Patents: invalidity for insufficiency across broad range of products claimed

Summary 

The Supreme Court has held that two patents for a transgenic mouse used for the development of human antibodies were invalid for insufficiency.

Background

A patent may be revoked if its specification does not disclose the invention clearly and completely enough for it to be performed by a person skilled in the art (section 72(1)(c), Patents Act 1977).

A European patent application must disclose the invention in a manner sufficiently clear and complete for it to be carried out by a person skilled in the art (Article 83, European Patent Convention) (EPC) (Article 83). Patent claims must be clear and concise and supported by the description (Article 84, EPC) (Article 84). Articles 83 and 84 give effect to the legal principle that a patent monopoly must be justified by the technical contribution to the art that the disclosure of the invention has made.

Facts 

R sued K for infringement of two patents relating to the production of human antibodies using transgenic mice. These patents were based on a gene manipulation technique which inserted human gene elements involved in generating antibodies into a section of the corresponding mouse gene, overcoming a known problem which arose, resulting in mice suffering from a reduced immune response, or immunological sickness, which seriously impaired their efficiency as platforms for antibody development. 

The High Court held that the patents were invalid for insufficiency, but that, if they had been valid, K infringed some of the claims. Both parties appealed. The Court of Appeal reversed the High Court's decision and held that the patents were valid and infringed. K appealed.

Decision

The court allowed the appeal and held that the patents invalid for insufficiency.

The key question is whether a product patent, the teaching of which enables the skilled person only to make some, but not all, of the types of product within the scope of the claim, passes the sufficiency test, where the invention would contribute to the utility of all the products in the range, if and when they could be made. The court held that the claims must be considered as directed to a product, and, at the priority date, the description in the patent did not enable the skilled person to make that product over the whole claimed range. In particular, what was enabled was the less valuable part of the range. Here, the product as currently made and marketed by both parties, which was undoubtedly of great value, was at the end of the range, which could only be made after further inventive developments by both parties. The Court of Appeal had wrongly concentrated on the inventive concept rather than on the claimed product which incorporated that invention.

Several key legal principles underlie the law of sufficiency. In the case of a product claim, the contribution to the art is the ability of the skilled person to make the product itself, rather than the invention, if different. The disclosure required of the patentee is that which would, together with the common general knowledge existing as at the priority date, be sufficient to enable the skilled person to make substantially all the types or embodiments of products within the scope of the claim. 

A claim which seeks to protect products which could not be made by the skilled person using the disclosure in the patent will, subject to de minimis exceptions, be bound to exceed the contribution to the art made by the patent, as measured at the priority date. This does not mean that the patentee has to demonstrate in the disclosure that every embodiment within the scope of the claim has been tried, tested and proved to have been enabled to be made. Patentees may rely, if possible, on a principle of general application if it appears reasonably likely to  enable the whole range of products within the scope of the claim to be made. But patentees would be taking the risk, if challenged, that the supposed general principle would  be proved at trial not in fact to enable a significant, relevant, part of the claimed range to be made, as at the priority date. 
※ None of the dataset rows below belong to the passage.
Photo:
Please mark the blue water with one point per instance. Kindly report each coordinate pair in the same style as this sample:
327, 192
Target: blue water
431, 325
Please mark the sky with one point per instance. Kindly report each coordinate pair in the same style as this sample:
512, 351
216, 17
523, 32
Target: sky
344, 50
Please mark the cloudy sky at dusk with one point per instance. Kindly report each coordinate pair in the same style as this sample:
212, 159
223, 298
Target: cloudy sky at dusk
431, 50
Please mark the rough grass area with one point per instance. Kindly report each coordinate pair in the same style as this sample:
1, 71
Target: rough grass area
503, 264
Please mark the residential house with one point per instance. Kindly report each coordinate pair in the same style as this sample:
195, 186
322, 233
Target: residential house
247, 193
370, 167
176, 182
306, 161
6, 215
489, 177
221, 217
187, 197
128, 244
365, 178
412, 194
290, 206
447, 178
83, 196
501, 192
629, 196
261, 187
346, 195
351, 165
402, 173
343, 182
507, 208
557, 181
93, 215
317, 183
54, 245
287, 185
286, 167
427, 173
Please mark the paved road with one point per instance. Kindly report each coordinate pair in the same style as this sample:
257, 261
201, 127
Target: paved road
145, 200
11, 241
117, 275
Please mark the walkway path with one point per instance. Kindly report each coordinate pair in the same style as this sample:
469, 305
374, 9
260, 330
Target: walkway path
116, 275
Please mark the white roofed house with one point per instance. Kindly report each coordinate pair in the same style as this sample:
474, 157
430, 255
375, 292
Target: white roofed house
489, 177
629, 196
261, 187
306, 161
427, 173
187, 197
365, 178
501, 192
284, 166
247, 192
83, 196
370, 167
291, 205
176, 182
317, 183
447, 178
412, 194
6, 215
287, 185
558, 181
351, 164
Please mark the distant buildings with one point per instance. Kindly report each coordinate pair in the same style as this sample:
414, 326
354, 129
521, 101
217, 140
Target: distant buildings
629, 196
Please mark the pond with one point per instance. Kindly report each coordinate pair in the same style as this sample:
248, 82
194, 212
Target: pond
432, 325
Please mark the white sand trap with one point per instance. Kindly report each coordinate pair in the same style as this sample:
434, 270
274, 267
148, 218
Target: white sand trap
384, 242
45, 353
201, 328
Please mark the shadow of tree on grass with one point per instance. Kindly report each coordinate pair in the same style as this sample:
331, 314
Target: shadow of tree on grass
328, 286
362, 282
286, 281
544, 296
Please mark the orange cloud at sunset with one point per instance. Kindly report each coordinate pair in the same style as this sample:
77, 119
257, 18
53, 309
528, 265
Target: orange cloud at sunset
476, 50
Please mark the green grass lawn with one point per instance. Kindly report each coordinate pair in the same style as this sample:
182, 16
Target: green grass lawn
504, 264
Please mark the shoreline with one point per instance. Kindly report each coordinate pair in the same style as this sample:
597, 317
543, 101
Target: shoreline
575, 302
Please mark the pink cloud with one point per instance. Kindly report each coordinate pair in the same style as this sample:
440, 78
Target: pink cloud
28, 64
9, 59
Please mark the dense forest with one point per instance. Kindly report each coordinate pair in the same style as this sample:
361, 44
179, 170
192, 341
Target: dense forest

Enablement across the scope of a product claim is not established merely by showing that all products within the relevant range would , if and when they  could be made, deliver the same general benefit intended to be generated by the invention, regardless of how valuable and ground-breaking that invention might prove to be.

Application of these principles to the facts here showed that the patents failed for insufficiency. At the priority date, the disclosure of the two patents, together with the common general knowledge, did not enable the transgenic mice to be made across the whole range claimed. The patents' claims related to all mice genetically modified to have a hybrid genetic structure, but the information in the patent would only allow the creation of a mouse containing a small amount of human genetic material, not the broad range claimed. The claim to a monopoly over the whole of that range went far beyond the contribution which the product made to the art at the priority date because mice at the more valuable end of the range could not be made using the disclosure in the patents.

Comment

This decision could have a profound effect on the validity of many patents, particularly in the life sciences area, where a range of product types may be covered by a patent's claims. The decision flows from the requirement under the EPC that a patent provide sufficient disclosure of the invention it claims. Previous case law had allowed broader claims in circumstances where the products may all be produced using a principle that is of general application. By re-enforcing the importance of the requirement for sufficient disclosure, this decision makes it clear that a patent's monopoly and teaching must correspond. Specifically, the correspondence must be between providing the information needed for others to make products across the monopoly, not to a monopoly believed to correspond to the range of products that will possess the same benefit but which cannot yet be made.

Case: Regeneron Pharmaceuticals Inc v Kymab Ltd [2020] UKSC 27.